PARIS LIBÉRÉ…
« Paris ! Paris outragé ! Paris brisé ! Paris martyrisé mais Paris libéré ! Libéré par lui-même, libéré par son peuple avec le concours des armées de la France, avec l’appui et le concours de la France tout entière, de la France qui se bat, de la seule France, de la vraie France, de la France éternelle. Eh bien ! Puisque l’ennemi qui tenait Paris a capitulé dans nos mains, la France rentre à Paris, chez elle. Elle y rentre sanglante, mais bien résolue… C’est pour cela que l’avant-garde française est entrée à Paris à coups de canon… Nous autres, qui aurons vécu les plus grandes heures de notre histoire, nous n’avons pas à vouloir autre chose que de nous montrer, jusqu’à la fin, dignes de la France. Vive la France ! »
(Charles de Gaulle ; extrait du discours du 25 août 1944).
C’est à partir de ce discours, prononcé au balcon de l’Hôtel de Ville, qu’est née la légende autour de Paris « libéré par lui-même » et par la seule armée française.
Ce mythe est devenu quasiment immuable et il est entretenu par une abondante littérature et par quelques films (« Paris brûle-t-il ? » etc…). Mais qu’en est-il exactement ?
A partir du débarquement en Normandie, le 6 juin 1944, les forces alliées progressent vers l’Est. Rappelons, juste pour mémoire, que ni Winston Churchill ni Eisenhower n’avaient cru bon de prévenir de Gaulle des projets de débarquement en Normandie, et que la glorieuse 2ème DB de Leclerc, n’a débarqué en France que le 1er août soit presque deux mois après l’offensive du 6 juin. Le 6 juin, seul le commando Kieffer – 177 hommes – a participé au débarquement (1).
Les généraux américains – Eisenhower et Bradley – engagés dans les combats de Falaise, prévoyaient de contourner Paris pour ne pas être ralentis dans leur progression : au niveau logistique, la libération des quatre millions d’habitants parisiens nécessitait 4 000 tonnes de vivres par jour. Le général Bradley écrit dans ses mémoires à propos de la capitale :
« La ville n’avait plus aucune signification tactique. En dépit de sa gloire historique, Paris ne représentait qu’une tache d’encre sur nos cartes ; il fallait l’éviter dans notre marche vers le Rhin ».
Les prévisions d’«Overlord » avaient pour cible principale le bassin de la Ruhr où se concentrait l’industrie lourde allemande ; la libération de Paris était prévue pour fin octobre.

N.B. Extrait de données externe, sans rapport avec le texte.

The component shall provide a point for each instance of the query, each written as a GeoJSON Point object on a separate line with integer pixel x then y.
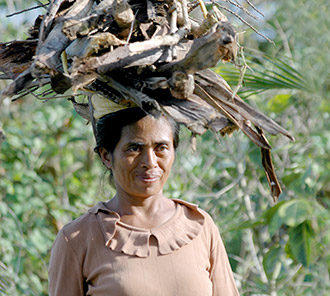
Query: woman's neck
{"type": "Point", "coordinates": [142, 212]}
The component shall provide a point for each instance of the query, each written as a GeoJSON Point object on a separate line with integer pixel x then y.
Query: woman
{"type": "Point", "coordinates": [140, 242]}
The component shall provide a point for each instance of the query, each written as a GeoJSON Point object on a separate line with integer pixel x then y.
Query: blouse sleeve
{"type": "Point", "coordinates": [221, 275]}
{"type": "Point", "coordinates": [65, 271]}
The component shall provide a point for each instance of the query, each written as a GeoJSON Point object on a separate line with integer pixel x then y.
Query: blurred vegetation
{"type": "Point", "coordinates": [50, 175]}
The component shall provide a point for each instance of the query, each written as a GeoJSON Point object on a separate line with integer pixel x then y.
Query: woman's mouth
{"type": "Point", "coordinates": [148, 178]}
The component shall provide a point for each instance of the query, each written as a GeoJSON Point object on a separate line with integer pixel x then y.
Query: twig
{"type": "Point", "coordinates": [25, 10]}
{"type": "Point", "coordinates": [174, 17]}
{"type": "Point", "coordinates": [131, 28]}
{"type": "Point", "coordinates": [242, 73]}
{"type": "Point", "coordinates": [255, 8]}
{"type": "Point", "coordinates": [243, 21]}
{"type": "Point", "coordinates": [237, 4]}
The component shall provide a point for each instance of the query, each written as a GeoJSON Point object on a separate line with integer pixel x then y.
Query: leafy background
{"type": "Point", "coordinates": [50, 175]}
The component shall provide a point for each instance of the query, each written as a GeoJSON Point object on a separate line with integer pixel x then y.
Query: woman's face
{"type": "Point", "coordinates": [143, 157]}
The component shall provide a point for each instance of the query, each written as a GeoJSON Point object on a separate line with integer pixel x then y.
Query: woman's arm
{"type": "Point", "coordinates": [65, 270]}
{"type": "Point", "coordinates": [221, 275]}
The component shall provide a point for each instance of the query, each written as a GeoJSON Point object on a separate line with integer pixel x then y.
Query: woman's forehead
{"type": "Point", "coordinates": [148, 128]}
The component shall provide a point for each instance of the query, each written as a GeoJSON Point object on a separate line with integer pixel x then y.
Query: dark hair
{"type": "Point", "coordinates": [109, 127]}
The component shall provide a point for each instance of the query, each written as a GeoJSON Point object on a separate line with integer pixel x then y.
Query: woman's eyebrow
{"type": "Point", "coordinates": [135, 143]}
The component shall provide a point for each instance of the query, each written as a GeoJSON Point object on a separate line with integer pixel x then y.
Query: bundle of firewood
{"type": "Point", "coordinates": [153, 53]}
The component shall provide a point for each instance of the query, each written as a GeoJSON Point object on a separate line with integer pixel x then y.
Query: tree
{"type": "Point", "coordinates": [47, 172]}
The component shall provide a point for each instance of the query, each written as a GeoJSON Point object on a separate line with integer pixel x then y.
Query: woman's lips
{"type": "Point", "coordinates": [148, 178]}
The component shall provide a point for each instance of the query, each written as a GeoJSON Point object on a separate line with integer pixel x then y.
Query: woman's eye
{"type": "Point", "coordinates": [133, 149]}
{"type": "Point", "coordinates": [162, 148]}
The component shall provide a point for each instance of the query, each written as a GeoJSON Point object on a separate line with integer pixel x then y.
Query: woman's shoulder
{"type": "Point", "coordinates": [82, 225]}
{"type": "Point", "coordinates": [194, 208]}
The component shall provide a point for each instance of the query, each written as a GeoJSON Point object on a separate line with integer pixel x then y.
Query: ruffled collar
{"type": "Point", "coordinates": [178, 231]}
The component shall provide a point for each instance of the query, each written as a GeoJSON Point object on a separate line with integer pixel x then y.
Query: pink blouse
{"type": "Point", "coordinates": [99, 255]}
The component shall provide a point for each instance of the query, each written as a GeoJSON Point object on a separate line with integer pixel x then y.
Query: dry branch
{"type": "Point", "coordinates": [150, 53]}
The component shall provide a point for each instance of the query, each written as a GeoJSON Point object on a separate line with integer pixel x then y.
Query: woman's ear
{"type": "Point", "coordinates": [106, 157]}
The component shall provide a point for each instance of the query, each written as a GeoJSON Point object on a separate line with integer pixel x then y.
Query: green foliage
{"type": "Point", "coordinates": [49, 174]}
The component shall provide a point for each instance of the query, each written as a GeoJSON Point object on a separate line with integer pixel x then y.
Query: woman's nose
{"type": "Point", "coordinates": [149, 159]}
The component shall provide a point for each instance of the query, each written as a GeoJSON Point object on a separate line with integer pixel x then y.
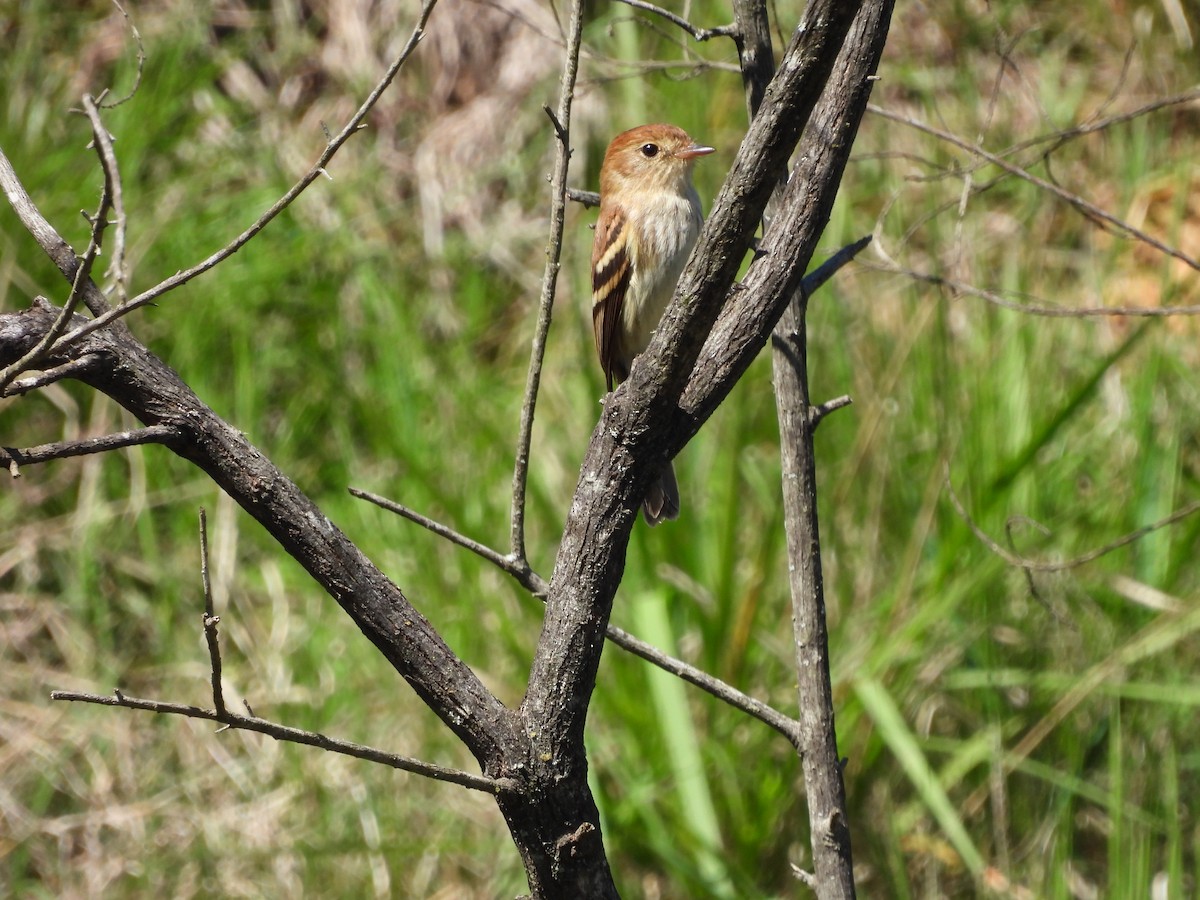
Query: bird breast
{"type": "Point", "coordinates": [664, 245]}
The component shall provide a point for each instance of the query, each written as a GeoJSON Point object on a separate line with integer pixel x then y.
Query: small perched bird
{"type": "Point", "coordinates": [649, 219]}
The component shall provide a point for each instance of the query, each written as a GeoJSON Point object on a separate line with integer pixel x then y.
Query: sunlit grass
{"type": "Point", "coordinates": [1044, 733]}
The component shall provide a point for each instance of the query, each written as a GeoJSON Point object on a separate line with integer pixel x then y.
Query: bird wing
{"type": "Point", "coordinates": [611, 271]}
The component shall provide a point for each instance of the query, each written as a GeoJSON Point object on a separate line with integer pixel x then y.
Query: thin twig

Concernant Paris, les ordres d’Hitler étaient précis : destruction des ponts, répression de toute résistance, combattre dans Paris jusqu’au dernier homme pour créer un « Stalingrad » sur le front Ouest. Mais le général von Choltitz n’exécutera pas ces ordres.
La garnison allemande – 16 000 hommes mal équipés, aux unités disparates de faible valeur combative – 80 chars dont certains datent des prises de guerre de l’été 1940 (comme des chars Renault d’un « autre âge ») et autant de pièces d’artillerie désuètes.
La Résistance parisienne est commandée par le « colonel » Rol-Tanguy, responsable des FFI pour l’Île-de-France depuis son poste de commandement de la rue de Meaux, et par le colonel Lizé (de son vrai nom, Jean de Marguerittes), chef des FFI de la Seine.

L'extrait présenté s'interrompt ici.